Amir fouled out less than two minutes into OT, which the Bucks started on a 7-0 run. There were some debatable calls down the stretch, and we saw the reason why we’re so lukewarm on Anderson: he went 0-4 in OT.
I have some game-notes which I’ve written down but didn’t expand on much, so I’ll just jot them down:
- Ellis is an explosive player on a good run, and the Raptors couldn’t contain his dribble penetration at all. The Bucks threw a variety of looks at DeRozan, Bargnani and even Lowry, and the Raptors were not as deliberate the other way around.

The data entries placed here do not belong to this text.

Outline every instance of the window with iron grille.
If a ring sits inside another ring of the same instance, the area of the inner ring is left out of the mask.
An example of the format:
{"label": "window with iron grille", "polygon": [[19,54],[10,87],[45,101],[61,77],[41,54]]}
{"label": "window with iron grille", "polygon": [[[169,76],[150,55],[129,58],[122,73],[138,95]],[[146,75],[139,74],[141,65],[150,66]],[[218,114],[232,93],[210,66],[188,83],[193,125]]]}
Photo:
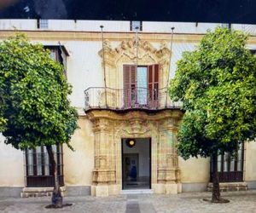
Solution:
{"label": "window with iron grille", "polygon": [[[234,156],[230,153],[218,156],[218,173],[220,182],[243,181],[244,144],[238,146]],[[211,160],[211,181],[212,164]]]}
{"label": "window with iron grille", "polygon": [[38,21],[38,29],[48,29],[48,27],[49,27],[48,20],[38,19],[37,21]]}
{"label": "window with iron grille", "polygon": [[45,49],[49,49],[50,57],[60,62],[64,66],[64,75],[67,77],[67,50],[64,51],[63,46],[44,46]]}
{"label": "window with iron grille", "polygon": [[130,31],[143,31],[143,21],[141,20],[131,20],[130,21]]}
{"label": "window with iron grille", "polygon": [[[52,146],[57,158],[57,174],[60,185],[64,185],[62,146]],[[37,147],[25,151],[26,186],[53,187],[53,168],[45,147]]]}
{"label": "window with iron grille", "polygon": [[159,65],[124,65],[124,106],[159,106]]}

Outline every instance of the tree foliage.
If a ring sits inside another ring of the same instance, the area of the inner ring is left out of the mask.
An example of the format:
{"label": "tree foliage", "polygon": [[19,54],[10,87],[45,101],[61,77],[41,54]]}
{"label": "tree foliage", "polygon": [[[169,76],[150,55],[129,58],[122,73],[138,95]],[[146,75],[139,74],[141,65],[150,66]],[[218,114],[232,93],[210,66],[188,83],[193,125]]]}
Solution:
{"label": "tree foliage", "polygon": [[247,35],[217,28],[177,62],[169,92],[183,103],[182,157],[233,152],[256,135],[256,58]]}
{"label": "tree foliage", "polygon": [[67,96],[63,67],[41,44],[17,34],[0,43],[0,124],[5,142],[15,148],[66,143],[78,114]]}

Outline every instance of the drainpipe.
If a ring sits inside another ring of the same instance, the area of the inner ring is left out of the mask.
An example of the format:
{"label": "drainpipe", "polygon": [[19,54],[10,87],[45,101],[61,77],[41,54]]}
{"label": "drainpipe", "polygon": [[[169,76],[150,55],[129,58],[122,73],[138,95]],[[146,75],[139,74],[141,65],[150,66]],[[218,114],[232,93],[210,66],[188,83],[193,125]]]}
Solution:
{"label": "drainpipe", "polygon": [[103,60],[103,72],[104,72],[104,89],[105,89],[105,105],[108,108],[107,101],[107,83],[106,83],[106,66],[105,66],[105,49],[104,49],[104,38],[103,38],[103,26],[100,26],[102,43],[102,60]]}
{"label": "drainpipe", "polygon": [[173,41],[173,30],[175,27],[172,27],[172,38],[171,38],[171,47],[170,47],[170,61],[169,61],[169,70],[168,70],[168,77],[167,77],[167,83],[166,83],[166,108],[167,107],[167,96],[168,96],[168,86],[170,81],[170,70],[171,70],[171,58],[172,58],[172,41]]}

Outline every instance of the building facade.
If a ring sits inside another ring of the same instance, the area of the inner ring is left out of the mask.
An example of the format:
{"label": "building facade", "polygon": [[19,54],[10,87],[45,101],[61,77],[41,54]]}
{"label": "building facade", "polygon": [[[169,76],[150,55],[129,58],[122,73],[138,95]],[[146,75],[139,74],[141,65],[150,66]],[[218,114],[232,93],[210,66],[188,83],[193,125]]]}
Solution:
{"label": "building facade", "polygon": [[[103,26],[101,32],[100,26]],[[73,86],[80,129],[71,151],[55,147],[63,190],[69,195],[108,196],[146,190],[155,193],[205,191],[211,187],[209,158],[177,156],[182,103],[167,85],[183,51],[220,24],[100,20],[1,20],[0,39],[15,32],[51,50]],[[171,27],[174,32],[171,33]],[[250,33],[256,26],[232,25]],[[44,147],[21,152],[0,137],[0,195],[26,197],[53,185]],[[256,143],[244,143],[236,158],[219,156],[224,189],[256,188]],[[2,192],[2,193],[1,193]]]}

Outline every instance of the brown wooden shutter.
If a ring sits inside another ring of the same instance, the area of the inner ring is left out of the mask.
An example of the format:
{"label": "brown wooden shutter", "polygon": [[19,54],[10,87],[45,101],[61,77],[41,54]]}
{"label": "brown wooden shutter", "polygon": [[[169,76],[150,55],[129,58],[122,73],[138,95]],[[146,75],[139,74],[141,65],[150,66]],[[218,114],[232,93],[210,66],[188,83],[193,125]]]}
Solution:
{"label": "brown wooden shutter", "polygon": [[137,66],[124,65],[124,103],[125,107],[131,107],[137,99]]}
{"label": "brown wooden shutter", "polygon": [[149,107],[157,108],[159,105],[159,65],[148,66],[148,87]]}

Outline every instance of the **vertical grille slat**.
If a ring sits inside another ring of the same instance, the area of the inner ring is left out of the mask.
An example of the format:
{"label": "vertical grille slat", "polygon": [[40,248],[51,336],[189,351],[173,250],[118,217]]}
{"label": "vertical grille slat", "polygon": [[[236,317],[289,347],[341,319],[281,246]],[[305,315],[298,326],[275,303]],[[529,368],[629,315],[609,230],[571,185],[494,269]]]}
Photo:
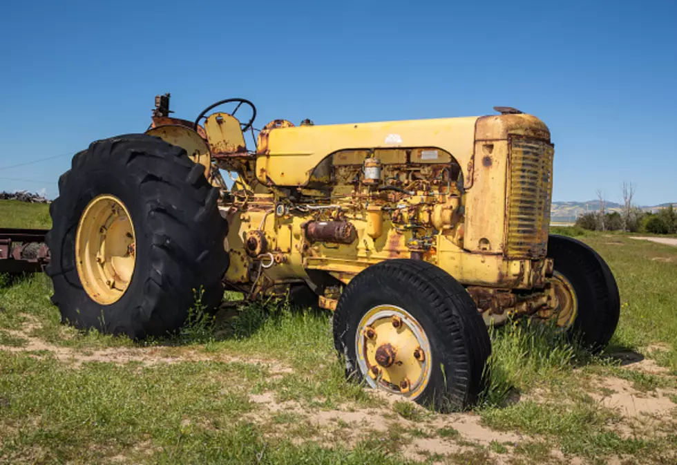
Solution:
{"label": "vertical grille slat", "polygon": [[553,146],[544,141],[511,137],[506,230],[509,257],[538,258],[545,256],[553,155]]}

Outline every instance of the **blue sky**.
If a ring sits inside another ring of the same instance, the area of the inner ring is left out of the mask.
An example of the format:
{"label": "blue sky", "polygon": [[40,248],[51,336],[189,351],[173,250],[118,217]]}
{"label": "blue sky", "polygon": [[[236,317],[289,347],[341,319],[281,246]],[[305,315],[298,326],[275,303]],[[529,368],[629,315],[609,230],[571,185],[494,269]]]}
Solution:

- Lots of switching in this game due to the somewhat interchangeable 3/4/5 matchups, which meant rebounding needed to be on point. DeRozan missed a couple box outs against Ilyasova on switches, and in OT the Raptors got out-rebounded by 6 (not having Johnson hurt).
- We saw some plays for Bargnani in the block which had positive outcomes, and the same for Jonas Valanciunas. I’m not sure how much time investment the franchise wants to make in Bargnani (even if for trade value bump), but for Jonas they really need to start giving him more time and touches ASAP.
- The offense looked far more dynamic and a lot less predictable without Rudy Gay initiating action and Lowry deferring to him. Let this game provide a hint to Casey as to how the offense should be run and what Gay’s role should be in it. I’d liken it to Paul George in Indiana, except that Gay isn’t as good at reading movement and working two-man games.
Raptors are now 9 back of Milwaukee in the loss column, and since they lost the tie-breaker, need to finish with a better record than them. What I’m trying to get at is that this is the last time you’ll hear me say the following word this season in context of the Raptors: playoffs.
From here on out we need to seriously shift the focus of this team to evaluating players again, with Terrence Ross still needing to answer more than a few questions. I’m not privy to Valanciunas’ conditioning so without risking injury, his minutes need to be maximized. I would take every win with a grain of salt now as the pressure is truly off, and I’d caution that what you see from now till the end of the season can’t be extrapolated to training camp next year.
They had me excited for a while. They really did.